Al-Hol, located in a desert region of Hasakah province, had been Syria’s largest camp housing relatives of suspected Daesh fighters.
Last month, the government took over the camp from its Kurdish administrators, who had long run it, as Kurdish forces ceded territory and Damascus extended its control across swathes of Syria’s northeast.
Since then, thousands of family members of foreign militants have left the camp for unknown destinations.
The facility had housed some 24,000 people, mostly Syrians but also Iraqis and more than 6,000 other foreigners of around 40 nationalities.
Fadi Al-Qassem, the official appointed by the government to manage Al-Hol’s affairs, told AFP that “we carried out an evaluation of the camp’s needs and found the camp lacks the basic conditions for habitation, so we made an urgent decision” to move residents to camps in Aleppo province.
Al-Hol camp “will be fully evacuated within a week, and nobody will remain,” he said, adding that “the evacuation started today.”
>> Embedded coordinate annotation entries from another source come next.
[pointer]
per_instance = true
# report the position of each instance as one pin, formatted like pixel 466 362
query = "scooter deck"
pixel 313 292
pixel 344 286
A government source told AFP on condition of anonymity that “the emergencies and disaster management ministry is working now to evacuate Al-Hol camp” and take residents to a camp in Akhtarin, in the north of Aleppo province.
Vehicles carrying camp residents have already departed for Aleppo province, the source added.
– ‘Significant decrease’ –
Last week, humanitarian sources told AFP that most foreign families had left the Al-Hol camp since the departure of Kurdish forces who previously guarded it, and that the overall camp population had plummeted.
The Kurdish-led Syrian Democratic Forces (SDF) said on January 20 that they had been forced to withdraw from Al-Hol, while the army, which entered the camp the following day, accused them of abandoning the site.
Foreign women and children, including many from Russia, the Caucasus and Central Asia, had lived in the high-security section of the camp, separate from Syrians and Iraqis.
On Monday, the United Nations refugee agency’s spokesperson in Syria, Celine Schmitt, told AFP that “UNHCR has observed a significant decrease in the number of residents in Al-Hol camp in recent weeks.”
“The government has informed UNHCR and partners of its plan to relocate the relatively small remaining caseload in the coming days to Akhtarin camp… and has requested our support to assist the population there,” she said.
“It remains important that the government is able to identify the foreign nationals who have left (Al-Hol) so that appropriate repatriation processes can be pursued,” she added.
Kurdish forces still control the Roj camp in Syria’s northeast, where more relatives of foreign militants are detained and which houses some 2,200 people from around 50 nationalities.
On Monday, Kurdish authorities released 34 Australians from Roj, but they had to return due to coordination issues with Damascus, according to Kurdish officials, while Australia has refused to help them.
Last week, the US military said it had completed the transfer of thousands of Daesh suspects, including many Syrians but also Westerners, to Iraq, after they were held in Kurdish-run prisons in northeast Syria for years.
Human Rights Watch said Tuesday that the roughly 5,700 transferred detainees “are at risk of enforced disappearance, unfair trials, torture, ill-treatment, and violations of the right to life.”
The Kurds had repeatedly urged countries to take back their citizens but most only repatriated a trickle.